En gros, Slama décortique notre fameuse "société disciplinaire". Tu vois le genre? Celle où l'on est constamment surveillés, évalués, et... ahem..."optimisés". Pas très fun, hein?
Il reprend un peu les idées de Michel Foucault (oui, le mec avec la barbe et les lunettes rondes, le penseur quoi!). Foucault, lui, parlait déjà de cette société où le pouvoir ne vient pas seulement d'en haut, genre du gouvernement ou de la police. Non, non!
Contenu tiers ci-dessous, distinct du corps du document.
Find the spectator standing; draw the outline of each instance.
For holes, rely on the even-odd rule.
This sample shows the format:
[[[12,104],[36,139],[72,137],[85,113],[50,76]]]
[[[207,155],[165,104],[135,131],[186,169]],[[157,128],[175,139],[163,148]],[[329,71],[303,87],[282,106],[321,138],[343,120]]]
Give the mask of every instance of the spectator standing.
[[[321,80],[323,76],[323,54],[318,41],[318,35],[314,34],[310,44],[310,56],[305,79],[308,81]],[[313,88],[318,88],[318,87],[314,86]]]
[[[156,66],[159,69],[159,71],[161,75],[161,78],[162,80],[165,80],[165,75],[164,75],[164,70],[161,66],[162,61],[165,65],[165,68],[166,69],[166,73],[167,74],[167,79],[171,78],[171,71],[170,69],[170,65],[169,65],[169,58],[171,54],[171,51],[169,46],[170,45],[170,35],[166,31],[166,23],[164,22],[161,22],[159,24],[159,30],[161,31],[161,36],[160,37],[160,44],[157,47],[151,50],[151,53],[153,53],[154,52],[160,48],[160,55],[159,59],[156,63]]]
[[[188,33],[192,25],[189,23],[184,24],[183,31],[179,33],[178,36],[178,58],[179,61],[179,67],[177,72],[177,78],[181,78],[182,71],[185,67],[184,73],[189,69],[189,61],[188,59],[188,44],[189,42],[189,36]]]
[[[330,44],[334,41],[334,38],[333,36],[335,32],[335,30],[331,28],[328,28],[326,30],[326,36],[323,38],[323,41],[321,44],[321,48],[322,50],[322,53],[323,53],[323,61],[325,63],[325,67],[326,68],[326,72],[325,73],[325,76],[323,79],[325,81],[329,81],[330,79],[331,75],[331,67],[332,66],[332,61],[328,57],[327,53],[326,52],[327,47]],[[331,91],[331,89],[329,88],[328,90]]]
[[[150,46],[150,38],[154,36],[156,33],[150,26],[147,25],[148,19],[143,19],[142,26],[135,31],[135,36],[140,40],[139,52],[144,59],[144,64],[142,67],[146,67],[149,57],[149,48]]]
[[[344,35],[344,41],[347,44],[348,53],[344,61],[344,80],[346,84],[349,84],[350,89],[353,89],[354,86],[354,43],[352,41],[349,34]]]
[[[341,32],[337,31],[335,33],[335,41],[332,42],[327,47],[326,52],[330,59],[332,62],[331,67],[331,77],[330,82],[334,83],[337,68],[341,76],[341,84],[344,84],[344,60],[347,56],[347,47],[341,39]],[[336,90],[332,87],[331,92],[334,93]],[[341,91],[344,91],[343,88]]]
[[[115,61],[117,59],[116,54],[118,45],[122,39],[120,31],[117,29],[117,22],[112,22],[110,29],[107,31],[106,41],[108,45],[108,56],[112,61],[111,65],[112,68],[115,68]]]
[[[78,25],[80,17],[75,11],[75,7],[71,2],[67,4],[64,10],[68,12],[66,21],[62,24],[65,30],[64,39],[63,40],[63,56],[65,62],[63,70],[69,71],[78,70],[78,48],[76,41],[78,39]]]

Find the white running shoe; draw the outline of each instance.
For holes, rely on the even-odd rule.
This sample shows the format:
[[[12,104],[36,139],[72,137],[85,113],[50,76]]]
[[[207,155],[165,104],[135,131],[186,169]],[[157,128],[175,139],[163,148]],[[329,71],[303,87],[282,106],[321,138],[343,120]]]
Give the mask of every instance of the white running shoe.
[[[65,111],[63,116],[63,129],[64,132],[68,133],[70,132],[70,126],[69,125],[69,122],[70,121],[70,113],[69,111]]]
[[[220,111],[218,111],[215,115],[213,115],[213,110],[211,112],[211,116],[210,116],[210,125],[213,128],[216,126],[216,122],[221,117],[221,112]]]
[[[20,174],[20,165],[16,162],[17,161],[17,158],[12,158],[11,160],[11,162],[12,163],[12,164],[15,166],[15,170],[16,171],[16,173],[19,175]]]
Il s'infiltre partout, particulièrement dans nos institutions : l'école, le travail, même la famille!
Slama, lui, met tout ça au goût du jour. Il parle des réseaux sociaux, de la culture de la performance... On est toujours en train de se comparer, de se montrer sous notre meilleur jour. Tu vois, le syndrome du "je dois absolument avoir une vie Instagrammable!" ? On se met la pression, on se juge, et hop, on se discipline tout seuls, comme des grands. Ironique, non?
Et le consentement dans tout ça? C'est ça la question! Est-ce qu'on est vraiment libres de choisir nos vies, ou est-ce qu'on se fait un peu berner par les normes et les injonctions ambiantes? "Sois performant!", "Sois heureux!", "Sois mince!", "Sois épanoui!"… Ah là là, quelle injonction, c’est fou!

Mais alors, "Adieu la Liberté", vraiment?
Slama n'est pas non plus complètement pessimiste. Ouf! Il ne nous laisse pas au bord du gouffre en mode "tout est foutu". Non, il nous invite à prendre conscience de ces mécanismes. A se poser les bonnes questions. Est-ce qu'on est vraiment obligés de suivre le troupeau?
Est-ce qu'on peut pas, de temps en temps, se dire: "tiens, aujourd'hui, je vais pas faire de sport et je vais manger des chips devant Netflix"? Scandale! Mais tellement libérateur!

En gros, il s'agit de retrouver une forme d'autonomie. De penser par soi-même. De ne pas se laisser dicter nos choix par la pression sociale. Facile à dire, hein? Mais c'est un premier pas. Un tout petit pas, mais un pas quand même!
Slama nous pousse à être des acteurs, pas des spectateurs passifs de notre propre vie. On peut choisir de ne pas participer à ce jeu de la performance à tout prix. On peut choisir de dire non. C'est pas toujours évident, mais c'est possible!

Alors, convaincu? Ça te donne envie de le lire, hein? "Adieu La Liberté", c'est pas le titre le plus joyeux, mais c'est une lecture qui fait réfléchir. Et ça, c'est déjà pas mal, non?